Recovery Messages & News

Coping After a Crisis

By Paige Abbott, Registered Psychologist   


There has been lots of attention paid to mental health by the media and the provincial government in light of the southern Alberta flooding in June. People often focus on coping during a crisis, providing support and assistance to those who are struggling to help them move through a difficult time. While this is certainly necessary, people often forget that after the chaos has settled and life begins to resume a more steady flow is another important time when support is needed.

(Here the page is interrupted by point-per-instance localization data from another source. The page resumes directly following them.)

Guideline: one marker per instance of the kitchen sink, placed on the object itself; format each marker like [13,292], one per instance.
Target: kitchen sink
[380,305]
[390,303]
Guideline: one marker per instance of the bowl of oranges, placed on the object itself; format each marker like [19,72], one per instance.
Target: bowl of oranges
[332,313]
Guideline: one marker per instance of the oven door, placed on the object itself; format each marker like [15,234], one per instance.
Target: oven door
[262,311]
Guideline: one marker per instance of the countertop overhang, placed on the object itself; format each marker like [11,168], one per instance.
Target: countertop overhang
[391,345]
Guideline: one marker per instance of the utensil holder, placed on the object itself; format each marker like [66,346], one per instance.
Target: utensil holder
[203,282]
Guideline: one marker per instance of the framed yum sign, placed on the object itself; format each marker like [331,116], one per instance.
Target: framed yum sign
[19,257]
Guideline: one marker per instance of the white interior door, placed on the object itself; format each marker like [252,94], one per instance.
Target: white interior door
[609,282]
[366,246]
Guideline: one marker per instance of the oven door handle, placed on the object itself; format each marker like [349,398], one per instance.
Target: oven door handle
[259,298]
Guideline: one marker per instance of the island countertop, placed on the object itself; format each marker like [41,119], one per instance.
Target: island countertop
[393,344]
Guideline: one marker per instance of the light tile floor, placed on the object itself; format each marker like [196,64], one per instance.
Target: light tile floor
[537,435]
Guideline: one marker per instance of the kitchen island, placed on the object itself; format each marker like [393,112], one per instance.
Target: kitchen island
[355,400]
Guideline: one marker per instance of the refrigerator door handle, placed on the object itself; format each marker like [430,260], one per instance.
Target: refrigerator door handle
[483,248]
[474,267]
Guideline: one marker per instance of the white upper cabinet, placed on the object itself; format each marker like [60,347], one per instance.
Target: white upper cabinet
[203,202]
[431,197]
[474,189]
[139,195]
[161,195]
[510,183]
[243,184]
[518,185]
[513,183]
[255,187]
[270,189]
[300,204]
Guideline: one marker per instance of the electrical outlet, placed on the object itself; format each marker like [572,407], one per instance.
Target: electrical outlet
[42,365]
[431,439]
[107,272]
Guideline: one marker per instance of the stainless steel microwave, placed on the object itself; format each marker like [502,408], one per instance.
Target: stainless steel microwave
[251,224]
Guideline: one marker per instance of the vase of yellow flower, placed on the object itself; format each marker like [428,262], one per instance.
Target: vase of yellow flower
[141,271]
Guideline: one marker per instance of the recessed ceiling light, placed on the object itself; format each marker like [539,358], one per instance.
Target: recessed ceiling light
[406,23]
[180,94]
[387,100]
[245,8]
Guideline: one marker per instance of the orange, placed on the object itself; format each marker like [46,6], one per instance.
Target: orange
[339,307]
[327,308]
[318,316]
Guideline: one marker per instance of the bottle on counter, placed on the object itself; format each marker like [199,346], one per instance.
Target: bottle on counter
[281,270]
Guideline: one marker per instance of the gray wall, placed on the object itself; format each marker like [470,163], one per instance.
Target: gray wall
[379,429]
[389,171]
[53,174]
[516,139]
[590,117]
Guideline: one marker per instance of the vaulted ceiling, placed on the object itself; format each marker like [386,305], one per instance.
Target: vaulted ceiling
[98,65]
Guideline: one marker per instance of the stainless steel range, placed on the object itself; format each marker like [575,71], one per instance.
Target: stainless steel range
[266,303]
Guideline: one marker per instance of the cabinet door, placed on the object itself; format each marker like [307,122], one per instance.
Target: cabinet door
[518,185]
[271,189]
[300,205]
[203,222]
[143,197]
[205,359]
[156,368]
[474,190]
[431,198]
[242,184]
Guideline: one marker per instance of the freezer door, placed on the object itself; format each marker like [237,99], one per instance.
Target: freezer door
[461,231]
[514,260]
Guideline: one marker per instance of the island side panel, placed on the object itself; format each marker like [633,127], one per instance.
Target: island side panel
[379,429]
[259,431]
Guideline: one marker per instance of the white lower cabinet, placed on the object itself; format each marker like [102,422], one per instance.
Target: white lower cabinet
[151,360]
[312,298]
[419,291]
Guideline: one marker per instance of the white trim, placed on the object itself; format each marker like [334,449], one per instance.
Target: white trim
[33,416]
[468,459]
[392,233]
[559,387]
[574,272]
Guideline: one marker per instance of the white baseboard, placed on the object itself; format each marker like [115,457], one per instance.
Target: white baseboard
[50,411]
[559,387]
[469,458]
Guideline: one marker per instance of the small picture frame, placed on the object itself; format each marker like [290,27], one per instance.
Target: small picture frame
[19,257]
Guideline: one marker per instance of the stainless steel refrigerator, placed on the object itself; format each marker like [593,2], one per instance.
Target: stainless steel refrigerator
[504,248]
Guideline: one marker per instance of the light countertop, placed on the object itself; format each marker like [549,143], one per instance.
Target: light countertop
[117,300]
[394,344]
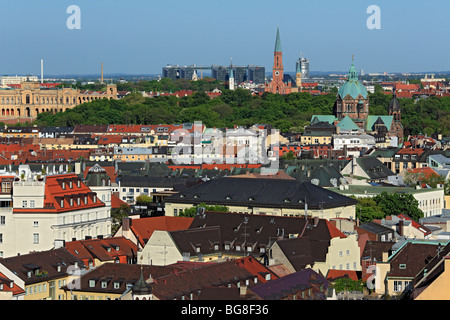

The bio-psycho-social-spiritual framework is helpful in a recovery from disaster context, as it encourages health and wellness from a holistic perspective. It is important for individuals to attend to their physical health, as crises drain energy and internal resources. Getting lots of rest, including a solid night’s sleep, as well as drinking lots of water and fuelling the body with healthy, whole foods helps replenish used resources.

Only as things settle do the emotions surrounding events begin to surface; during crises people are often in ‘doing’ mode and focus on action, rather than feeling. However, crises generate many feelings that will not just dissipate as the need to ‘do’ subsides. These feelings can include grief, loss, sadness, frustration, anger and peace, serenity, gratitude, hopefulness, tranquility, and appreciation. It is important to take time to appreciate the spectrum of feelings that are arising and share these with a trusted and safe network.

Relationships and our perspective of relationships shifts in the context of a crisis. The people we thought were our closest supports may not be able to provide the support that is needed, whereas others who we have not been as close to become important relationships. It is important to connect on a feeling level with the individuals in our lives, rather than just on an instrumental or doing level. This is where authentic connection and support arises.

For some, natural disasters and crises spark a ‘Why me?’ thought pattern that becomes internally destructive and is fuelled by shame. Feeling that one deserves to be punished and suffer heartache are the symptoms of a deep-rooted feeling of shame, or feeling less than. If one can shift to see the Higher Power/universe’s messages in these moments, this is where personal growth and recovery burgeon.


HUM wishes everyone health and wellness as the city rebuilds after the flood and encourage you to reach out to those in your support network and keep talking!